Inspiration is for amateurs.

— Chuck Close

Old objects and the personal memories associated with them inspire most of my paintings.

I’m content to call it nostalgia.

Like weight-gain, nostalgia is an affliction of the aged and can rapidly get out of hand. I especially loathe the kind that wistfully pines for a rosy past that wasn’t all that rosy.

But at least I’m never at a loss for inspiration.

Thanks to post-World War II consumerism, there are millions of old objects for me to paint: millions of cans, bottles, tools and toys that have been stashed away in attics, basements and garages; and millions more on display in thrift stores, antique malls and on eBay. I can buy these for a song.

I just finished a Yoo Hoo bottle and am planning next to paint a beer can—specifically, a Ballentine’s Beer can—an idea planted by a throwaway remark made to me this week by another artist, Peter Swift, while we were waxing nostalgic about Newark, New Jersey (the home, until 1972, of the P. Ballantine & Sons Brewing Company).

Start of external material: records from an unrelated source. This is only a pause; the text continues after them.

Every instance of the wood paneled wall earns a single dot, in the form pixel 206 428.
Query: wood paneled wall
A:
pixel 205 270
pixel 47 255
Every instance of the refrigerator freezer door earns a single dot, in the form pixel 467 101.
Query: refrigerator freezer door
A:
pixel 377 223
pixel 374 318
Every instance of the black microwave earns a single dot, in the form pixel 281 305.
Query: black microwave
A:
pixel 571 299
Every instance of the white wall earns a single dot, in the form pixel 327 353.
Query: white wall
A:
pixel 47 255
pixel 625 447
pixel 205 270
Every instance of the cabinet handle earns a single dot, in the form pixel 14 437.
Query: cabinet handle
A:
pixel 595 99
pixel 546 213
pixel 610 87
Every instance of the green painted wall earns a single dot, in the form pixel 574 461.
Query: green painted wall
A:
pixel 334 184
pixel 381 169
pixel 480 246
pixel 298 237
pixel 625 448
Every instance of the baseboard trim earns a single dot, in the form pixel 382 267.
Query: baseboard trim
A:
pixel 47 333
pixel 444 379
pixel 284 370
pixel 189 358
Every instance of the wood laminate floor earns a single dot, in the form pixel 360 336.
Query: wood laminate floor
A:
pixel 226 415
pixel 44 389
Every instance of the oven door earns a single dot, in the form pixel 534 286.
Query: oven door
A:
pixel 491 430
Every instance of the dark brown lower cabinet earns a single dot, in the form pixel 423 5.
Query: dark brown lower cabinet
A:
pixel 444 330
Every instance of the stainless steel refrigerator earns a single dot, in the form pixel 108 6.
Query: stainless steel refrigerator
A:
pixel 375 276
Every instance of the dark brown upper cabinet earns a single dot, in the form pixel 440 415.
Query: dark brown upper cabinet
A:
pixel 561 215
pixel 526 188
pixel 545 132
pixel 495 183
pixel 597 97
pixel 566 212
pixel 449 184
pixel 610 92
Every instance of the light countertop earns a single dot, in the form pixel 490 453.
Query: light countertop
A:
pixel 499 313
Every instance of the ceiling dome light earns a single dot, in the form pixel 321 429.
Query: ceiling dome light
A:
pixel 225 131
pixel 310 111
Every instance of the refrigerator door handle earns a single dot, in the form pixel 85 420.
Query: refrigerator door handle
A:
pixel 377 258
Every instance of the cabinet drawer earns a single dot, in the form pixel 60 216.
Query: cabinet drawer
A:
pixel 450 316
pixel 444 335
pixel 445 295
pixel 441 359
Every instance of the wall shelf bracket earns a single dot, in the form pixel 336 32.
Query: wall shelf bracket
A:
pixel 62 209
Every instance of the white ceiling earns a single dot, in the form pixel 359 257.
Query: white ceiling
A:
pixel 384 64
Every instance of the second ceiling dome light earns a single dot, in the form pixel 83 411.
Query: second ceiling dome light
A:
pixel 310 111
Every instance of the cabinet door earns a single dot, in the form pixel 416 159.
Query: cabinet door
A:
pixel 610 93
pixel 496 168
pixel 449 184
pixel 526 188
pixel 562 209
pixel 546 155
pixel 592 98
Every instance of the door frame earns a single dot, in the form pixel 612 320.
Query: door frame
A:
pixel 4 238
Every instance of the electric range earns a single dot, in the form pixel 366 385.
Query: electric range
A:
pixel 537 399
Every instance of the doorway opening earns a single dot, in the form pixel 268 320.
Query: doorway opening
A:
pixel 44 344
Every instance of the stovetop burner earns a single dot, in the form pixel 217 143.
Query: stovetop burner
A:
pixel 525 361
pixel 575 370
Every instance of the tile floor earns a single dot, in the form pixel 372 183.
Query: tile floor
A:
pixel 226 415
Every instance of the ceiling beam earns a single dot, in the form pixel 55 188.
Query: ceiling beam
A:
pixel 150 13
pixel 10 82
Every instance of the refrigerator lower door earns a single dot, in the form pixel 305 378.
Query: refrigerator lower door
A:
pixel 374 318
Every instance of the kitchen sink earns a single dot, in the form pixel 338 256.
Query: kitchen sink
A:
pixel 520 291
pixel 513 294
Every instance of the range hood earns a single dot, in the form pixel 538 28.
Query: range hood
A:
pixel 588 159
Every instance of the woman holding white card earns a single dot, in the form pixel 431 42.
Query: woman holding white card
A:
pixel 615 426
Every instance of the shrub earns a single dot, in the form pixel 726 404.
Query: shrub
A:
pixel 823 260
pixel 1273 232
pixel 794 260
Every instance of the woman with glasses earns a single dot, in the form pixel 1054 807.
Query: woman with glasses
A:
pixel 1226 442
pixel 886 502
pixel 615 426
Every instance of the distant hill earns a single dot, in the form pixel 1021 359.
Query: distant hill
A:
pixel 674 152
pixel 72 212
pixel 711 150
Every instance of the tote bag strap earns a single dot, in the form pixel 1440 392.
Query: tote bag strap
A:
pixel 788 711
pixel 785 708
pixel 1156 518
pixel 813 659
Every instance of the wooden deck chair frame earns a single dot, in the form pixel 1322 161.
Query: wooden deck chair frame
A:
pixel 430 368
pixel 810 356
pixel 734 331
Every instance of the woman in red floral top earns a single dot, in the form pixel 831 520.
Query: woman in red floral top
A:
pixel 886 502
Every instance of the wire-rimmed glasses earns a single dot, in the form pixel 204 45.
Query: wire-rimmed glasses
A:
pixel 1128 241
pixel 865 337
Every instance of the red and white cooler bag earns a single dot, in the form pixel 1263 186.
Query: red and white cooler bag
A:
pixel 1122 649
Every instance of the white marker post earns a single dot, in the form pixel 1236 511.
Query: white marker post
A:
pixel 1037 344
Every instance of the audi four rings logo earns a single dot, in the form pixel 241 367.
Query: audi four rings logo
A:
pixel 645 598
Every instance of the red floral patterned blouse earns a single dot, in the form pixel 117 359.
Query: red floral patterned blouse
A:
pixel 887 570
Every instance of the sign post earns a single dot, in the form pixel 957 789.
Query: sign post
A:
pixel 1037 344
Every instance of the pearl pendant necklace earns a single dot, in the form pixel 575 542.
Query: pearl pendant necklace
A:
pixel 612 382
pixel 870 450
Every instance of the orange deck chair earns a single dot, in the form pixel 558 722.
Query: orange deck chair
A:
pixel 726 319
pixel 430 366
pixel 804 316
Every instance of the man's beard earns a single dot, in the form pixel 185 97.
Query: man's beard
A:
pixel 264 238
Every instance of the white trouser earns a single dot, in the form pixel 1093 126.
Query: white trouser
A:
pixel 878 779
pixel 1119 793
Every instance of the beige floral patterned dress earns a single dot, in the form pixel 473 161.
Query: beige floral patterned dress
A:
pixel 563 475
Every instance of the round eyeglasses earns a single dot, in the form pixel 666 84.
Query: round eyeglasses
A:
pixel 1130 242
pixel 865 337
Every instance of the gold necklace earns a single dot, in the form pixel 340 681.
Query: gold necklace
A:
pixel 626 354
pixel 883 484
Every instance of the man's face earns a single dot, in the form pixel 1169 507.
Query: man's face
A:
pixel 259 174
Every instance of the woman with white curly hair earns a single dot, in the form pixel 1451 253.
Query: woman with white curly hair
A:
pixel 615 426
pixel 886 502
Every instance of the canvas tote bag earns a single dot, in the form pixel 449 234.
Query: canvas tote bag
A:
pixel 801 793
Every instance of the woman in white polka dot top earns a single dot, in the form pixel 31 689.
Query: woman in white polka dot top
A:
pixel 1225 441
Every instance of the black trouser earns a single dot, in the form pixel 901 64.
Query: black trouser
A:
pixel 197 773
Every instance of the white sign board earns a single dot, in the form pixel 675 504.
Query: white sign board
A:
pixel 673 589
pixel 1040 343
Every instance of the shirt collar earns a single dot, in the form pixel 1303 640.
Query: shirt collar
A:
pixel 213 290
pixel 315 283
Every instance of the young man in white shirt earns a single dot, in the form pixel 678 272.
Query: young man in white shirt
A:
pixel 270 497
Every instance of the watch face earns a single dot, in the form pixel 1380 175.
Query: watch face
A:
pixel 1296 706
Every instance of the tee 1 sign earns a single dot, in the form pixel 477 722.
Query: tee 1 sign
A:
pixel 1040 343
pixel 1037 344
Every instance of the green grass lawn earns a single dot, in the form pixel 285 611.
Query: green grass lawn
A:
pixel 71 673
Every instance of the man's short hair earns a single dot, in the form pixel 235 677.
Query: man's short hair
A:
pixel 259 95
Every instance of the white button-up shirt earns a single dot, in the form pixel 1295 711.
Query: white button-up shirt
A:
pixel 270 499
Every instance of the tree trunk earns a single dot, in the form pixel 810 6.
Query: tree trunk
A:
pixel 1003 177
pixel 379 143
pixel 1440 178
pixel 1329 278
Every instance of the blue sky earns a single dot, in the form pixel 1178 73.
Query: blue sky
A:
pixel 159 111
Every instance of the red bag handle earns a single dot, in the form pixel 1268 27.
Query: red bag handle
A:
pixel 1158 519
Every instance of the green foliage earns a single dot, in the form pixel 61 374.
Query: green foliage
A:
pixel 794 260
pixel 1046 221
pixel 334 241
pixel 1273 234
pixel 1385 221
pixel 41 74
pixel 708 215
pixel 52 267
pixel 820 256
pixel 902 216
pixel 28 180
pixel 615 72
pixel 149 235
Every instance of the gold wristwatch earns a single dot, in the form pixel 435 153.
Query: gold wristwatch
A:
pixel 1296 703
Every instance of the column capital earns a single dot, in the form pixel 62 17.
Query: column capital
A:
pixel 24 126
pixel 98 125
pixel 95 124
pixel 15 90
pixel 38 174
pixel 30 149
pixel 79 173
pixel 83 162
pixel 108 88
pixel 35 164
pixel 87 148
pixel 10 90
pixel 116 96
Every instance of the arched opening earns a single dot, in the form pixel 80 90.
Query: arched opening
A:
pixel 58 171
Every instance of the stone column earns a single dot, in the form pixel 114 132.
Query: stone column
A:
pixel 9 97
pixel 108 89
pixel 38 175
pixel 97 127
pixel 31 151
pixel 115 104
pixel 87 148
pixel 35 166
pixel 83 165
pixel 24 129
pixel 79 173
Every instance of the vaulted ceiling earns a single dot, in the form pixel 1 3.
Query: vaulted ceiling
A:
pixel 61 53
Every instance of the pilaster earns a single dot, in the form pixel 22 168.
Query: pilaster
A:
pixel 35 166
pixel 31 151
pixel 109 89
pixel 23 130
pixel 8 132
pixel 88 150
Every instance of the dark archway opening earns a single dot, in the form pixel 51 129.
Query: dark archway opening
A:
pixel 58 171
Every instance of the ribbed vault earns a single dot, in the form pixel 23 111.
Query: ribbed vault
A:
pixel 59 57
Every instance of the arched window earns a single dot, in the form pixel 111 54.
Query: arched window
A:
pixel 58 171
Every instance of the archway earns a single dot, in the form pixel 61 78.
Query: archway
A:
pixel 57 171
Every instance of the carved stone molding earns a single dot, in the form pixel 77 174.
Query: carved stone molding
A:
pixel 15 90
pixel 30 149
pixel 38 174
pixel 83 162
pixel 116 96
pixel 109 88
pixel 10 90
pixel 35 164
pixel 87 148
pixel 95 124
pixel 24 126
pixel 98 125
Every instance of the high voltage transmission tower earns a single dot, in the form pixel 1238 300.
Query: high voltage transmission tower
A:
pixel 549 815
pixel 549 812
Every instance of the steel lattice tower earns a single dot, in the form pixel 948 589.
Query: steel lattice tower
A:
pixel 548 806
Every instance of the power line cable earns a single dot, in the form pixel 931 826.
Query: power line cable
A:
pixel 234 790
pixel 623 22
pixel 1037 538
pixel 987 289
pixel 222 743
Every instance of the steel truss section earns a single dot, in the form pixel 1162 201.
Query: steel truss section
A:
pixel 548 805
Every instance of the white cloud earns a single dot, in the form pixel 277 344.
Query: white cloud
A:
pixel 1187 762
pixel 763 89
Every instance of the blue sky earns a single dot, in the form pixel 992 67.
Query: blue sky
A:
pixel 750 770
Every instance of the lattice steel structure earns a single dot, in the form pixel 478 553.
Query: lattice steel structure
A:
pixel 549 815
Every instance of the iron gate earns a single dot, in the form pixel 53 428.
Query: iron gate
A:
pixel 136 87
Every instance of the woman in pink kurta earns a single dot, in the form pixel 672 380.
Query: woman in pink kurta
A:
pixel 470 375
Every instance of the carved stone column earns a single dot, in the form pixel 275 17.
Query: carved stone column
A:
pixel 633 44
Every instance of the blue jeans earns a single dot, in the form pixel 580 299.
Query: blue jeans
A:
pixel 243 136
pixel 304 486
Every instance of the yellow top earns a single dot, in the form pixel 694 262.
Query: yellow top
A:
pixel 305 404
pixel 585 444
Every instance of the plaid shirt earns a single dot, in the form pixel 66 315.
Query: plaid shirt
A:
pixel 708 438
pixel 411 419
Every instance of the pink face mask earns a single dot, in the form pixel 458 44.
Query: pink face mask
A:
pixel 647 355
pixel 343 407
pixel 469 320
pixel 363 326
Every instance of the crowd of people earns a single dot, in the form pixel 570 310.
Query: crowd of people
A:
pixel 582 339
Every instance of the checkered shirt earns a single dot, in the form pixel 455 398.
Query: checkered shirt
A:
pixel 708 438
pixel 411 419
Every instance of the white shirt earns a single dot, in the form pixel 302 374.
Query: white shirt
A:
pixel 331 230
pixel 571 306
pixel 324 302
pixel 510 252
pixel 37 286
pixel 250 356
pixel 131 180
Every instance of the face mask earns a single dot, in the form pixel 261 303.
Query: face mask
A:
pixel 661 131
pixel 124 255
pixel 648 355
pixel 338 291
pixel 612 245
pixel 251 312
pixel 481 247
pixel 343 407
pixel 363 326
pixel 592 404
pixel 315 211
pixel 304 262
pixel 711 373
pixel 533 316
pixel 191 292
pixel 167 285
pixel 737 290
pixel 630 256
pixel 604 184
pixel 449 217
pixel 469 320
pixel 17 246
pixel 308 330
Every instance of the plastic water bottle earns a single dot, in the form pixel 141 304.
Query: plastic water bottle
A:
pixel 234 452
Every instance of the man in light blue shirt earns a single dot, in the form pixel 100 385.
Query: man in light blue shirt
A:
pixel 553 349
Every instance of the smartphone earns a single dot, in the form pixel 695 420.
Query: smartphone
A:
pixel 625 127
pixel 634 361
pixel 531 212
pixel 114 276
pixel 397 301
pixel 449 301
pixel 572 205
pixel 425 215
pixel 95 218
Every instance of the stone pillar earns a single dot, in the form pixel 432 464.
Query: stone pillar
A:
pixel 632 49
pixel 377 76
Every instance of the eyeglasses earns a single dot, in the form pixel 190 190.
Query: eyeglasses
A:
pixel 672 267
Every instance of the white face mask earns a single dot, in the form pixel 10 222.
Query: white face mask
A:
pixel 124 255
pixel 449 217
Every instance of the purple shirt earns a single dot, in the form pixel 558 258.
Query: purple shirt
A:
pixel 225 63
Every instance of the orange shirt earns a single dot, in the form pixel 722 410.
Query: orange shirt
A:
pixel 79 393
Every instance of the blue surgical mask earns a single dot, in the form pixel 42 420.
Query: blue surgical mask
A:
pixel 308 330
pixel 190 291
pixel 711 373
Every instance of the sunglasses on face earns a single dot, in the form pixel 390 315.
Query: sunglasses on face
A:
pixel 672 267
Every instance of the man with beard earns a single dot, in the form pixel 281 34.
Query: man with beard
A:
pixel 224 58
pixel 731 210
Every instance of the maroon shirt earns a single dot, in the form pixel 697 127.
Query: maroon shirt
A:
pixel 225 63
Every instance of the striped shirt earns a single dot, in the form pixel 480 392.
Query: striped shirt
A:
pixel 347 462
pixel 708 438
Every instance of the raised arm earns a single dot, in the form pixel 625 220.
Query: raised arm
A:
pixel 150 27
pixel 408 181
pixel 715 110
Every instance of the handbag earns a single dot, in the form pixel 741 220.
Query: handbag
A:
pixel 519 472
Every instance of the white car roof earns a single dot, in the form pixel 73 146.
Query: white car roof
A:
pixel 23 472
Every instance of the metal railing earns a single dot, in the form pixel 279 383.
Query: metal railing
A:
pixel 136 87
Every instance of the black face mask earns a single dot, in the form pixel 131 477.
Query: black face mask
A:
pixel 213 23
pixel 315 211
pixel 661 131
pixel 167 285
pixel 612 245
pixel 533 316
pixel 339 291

The company’s ads were ubiquitous when I was growing up and its mammoth factory lit the night sky near my childhood home.

If Philip Roth could find a career’s worth of inspiration in Newark, I figure, why can’t I?

Inspiration lurks in the humblest corners. You just have to show up.

Chuck Close, who died this week, was once asked about the role of inspiration in making art.

“The advice I like to give,” he said, “is not to wait around for inspiration. Inspiration is for amateurs; the rest of us just show up and get to work.

“If you wait around for the clouds to part and a bolt of lightning to strike you in the brain, you are not going to make an awful lot of work. All the best ideas come out of the process; they come out of the work itself. Things occur to you.

“If you’re sitting around trying to dream up a great art idea, you can sit there a long time before anything happens. But if you just get to work, something will occur to you and something else will occur to you and something else that you reject will push you in another direction.

“Inspiration is absolutely unnecessary and somehow deceptive. You feel like you need this great idea before you can get down to work, and I find that’s almost never the case.”

Chuck Close was right.

Above: Yoo Hoo, by Robert Francis James, 2021. Oil on canvas. 18 x 24 inches. P. Ballentine & Sons. Lithograph, circa 1850. Self-Portrait (Yellow Raincoat) by Chuck Close, 2019. Mosaic.  6 x 9 feet. Installed in New York’s Second Avenue Subway 86th Street Station.